Python Forum

Full Version: key error
You're currently viewing a stripped down version of our content. View the full version with proper formatting.
The following code is not working and I believe it should.

q = df.loc[df2['machine_status']==0]['time_period']
p = df.loc[df2['machine_status']==1]['time_period'][:q.shape[0]]
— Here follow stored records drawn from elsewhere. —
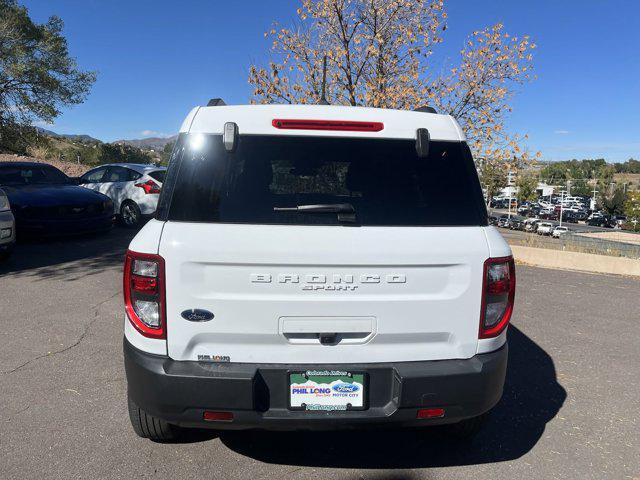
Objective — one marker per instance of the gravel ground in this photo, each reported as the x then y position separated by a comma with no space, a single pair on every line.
570,408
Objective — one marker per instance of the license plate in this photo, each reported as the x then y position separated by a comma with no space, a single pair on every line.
327,390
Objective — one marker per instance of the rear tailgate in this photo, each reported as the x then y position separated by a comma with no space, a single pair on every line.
377,294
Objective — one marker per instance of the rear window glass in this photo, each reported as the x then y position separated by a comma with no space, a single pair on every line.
383,180
158,175
32,175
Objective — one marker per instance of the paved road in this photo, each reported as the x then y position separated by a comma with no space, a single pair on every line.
570,408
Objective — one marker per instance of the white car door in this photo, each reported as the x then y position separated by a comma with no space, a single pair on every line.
93,178
114,185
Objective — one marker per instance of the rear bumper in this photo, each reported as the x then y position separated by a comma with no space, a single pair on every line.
180,392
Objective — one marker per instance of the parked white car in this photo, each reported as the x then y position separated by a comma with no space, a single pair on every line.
545,228
559,231
134,188
308,269
7,227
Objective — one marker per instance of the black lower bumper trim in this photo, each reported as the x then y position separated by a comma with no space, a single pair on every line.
180,391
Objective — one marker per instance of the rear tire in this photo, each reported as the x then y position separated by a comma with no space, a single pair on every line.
130,214
148,426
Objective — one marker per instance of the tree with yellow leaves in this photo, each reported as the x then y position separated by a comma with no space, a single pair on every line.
378,55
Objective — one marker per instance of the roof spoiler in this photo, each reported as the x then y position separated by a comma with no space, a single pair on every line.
425,109
216,102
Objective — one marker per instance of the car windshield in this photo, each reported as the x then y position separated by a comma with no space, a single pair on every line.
158,175
283,180
32,175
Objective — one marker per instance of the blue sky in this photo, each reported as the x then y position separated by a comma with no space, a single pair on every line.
157,59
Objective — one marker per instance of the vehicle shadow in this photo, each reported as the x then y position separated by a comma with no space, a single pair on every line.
69,258
532,397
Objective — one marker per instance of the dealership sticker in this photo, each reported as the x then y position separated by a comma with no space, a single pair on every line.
326,393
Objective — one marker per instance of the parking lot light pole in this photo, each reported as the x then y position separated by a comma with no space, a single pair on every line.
510,184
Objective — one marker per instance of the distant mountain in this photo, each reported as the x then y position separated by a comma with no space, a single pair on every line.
77,138
151,143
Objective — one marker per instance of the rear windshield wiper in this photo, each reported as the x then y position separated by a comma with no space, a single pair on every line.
345,211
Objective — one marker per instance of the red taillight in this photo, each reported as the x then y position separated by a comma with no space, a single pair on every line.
149,187
498,293
144,284
430,413
340,125
144,293
218,416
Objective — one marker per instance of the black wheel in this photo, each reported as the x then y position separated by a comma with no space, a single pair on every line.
467,429
148,426
130,214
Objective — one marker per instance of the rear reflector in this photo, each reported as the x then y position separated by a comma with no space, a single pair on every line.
430,413
339,125
218,416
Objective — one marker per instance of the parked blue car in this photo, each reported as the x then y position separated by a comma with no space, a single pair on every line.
45,202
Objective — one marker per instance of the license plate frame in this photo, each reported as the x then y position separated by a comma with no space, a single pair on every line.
325,379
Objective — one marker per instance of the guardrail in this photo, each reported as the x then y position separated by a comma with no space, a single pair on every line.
576,242
580,243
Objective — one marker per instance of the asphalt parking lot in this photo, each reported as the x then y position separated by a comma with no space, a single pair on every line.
570,408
pq = np.sum(p * np.log(p/q))
qp = np.sum(q * np.log(q/p))
print('KL(P || Q) : %. pq)%.3f' % pq)
print('KL(Q || P) : %. pq)%.3f' % qp)
It gives me the following error:

Error:
KeyError Traceback (most recent call last) File ~\miniconda3\envs\pump-failure-pred\lib\site-packages\pandas\core\indexes\base.py:3621, in Index.get_loc(self, key, method, tolerance) 3620 try: -> 3621 return self._engine.get_loc(casted_key) 3622 except KeyError as err: File ~\miniconda3\envs\pump-failure-pred\lib\site-packages\pandas\_libs\index.pyx:136, in pandas._libs.index.IndexEngine.get_loc() File ~\miniconda3\envs\pump-failure-pred\lib\site-packages\pandas\_libs\index.pyx:163, in pandas._libs.index.IndexEngine.get_loc() File pandas\_libs\hashtable_class_helper.pxi:5198, in pandas._libs.hashtable.PyObjectHashTable.get_item() File pandas\_libs\hashtable_class_helper.pxi:5206, in pandas._libs.hashtable.PyObjectHashTable.get_item() KeyError: 'time_period' The above exception was the direct cause of the following exception: KeyError Traceback (most recent call last) Input In [50], in <cell line: 1>() ----> 1 q = df.loc[df2['machine_status']==0]['time_period'] 2 p = df.loc[df2['machine_status']==1]['time_period'][:q.shape[0]] 4 pq = np.sum(p * np.log(p/q)) File ~\miniconda3\envs\pump-failure-pred\lib\site-packages\pandas\core\frame.py:3505, in DataFrame.__getitem__(self, key) 3503 if self.columns.nlevels > 1: 3504 return self._getitem_multilevel(key) -> 3505 indexer = self.columns.get_loc(key) 3506 if is_integer(indexer): 3507 indexer = [indexer] File ~\miniconda3\envs\pump-failure-pred\lib\site-packages\pandas\core\indexes\base.py:3623, in Index.get_loc(self, key, method, tolerance) 3621 return self._engine.get_loc(casted_key) 3622 except KeyError as err: -> 3623 raise KeyError(key) from err 3624 except TypeError: 3625 # If we have a listlike key, _check_indexing_error will raise 3626 # InvalidIndexError. Otherwise we fall through and re-raise 3627 # the TypeError. 3628 self._check_indexing_error(key) KeyError: 'time_period' 1 ​
Now time period is not an array of numbers and Kullback-Liebler cannot work.

It cannot compare anything but numbers. I am only going to ask for now is that the correct explanation for this error?

I do know what a key error is. Please explain.

I am going to show the last columns so anyone can see that is the error.

I decided to attach a screenshot it is better an easier to show the error.

Respectfully,

LZ
"time_period" is not a column in df. This is easy to test by printing "df" and looking at the columns. "time_period" will not be there. I don't know if this is because there is no time_period column, or if the string doesn't match ("time_period" does not match "time period" or "time_period ").

As far as I can tell, df.loc[df2['machine_status']==0]['time_period'] and df[df2['machine_status']==0]['time_period'] produce the same result.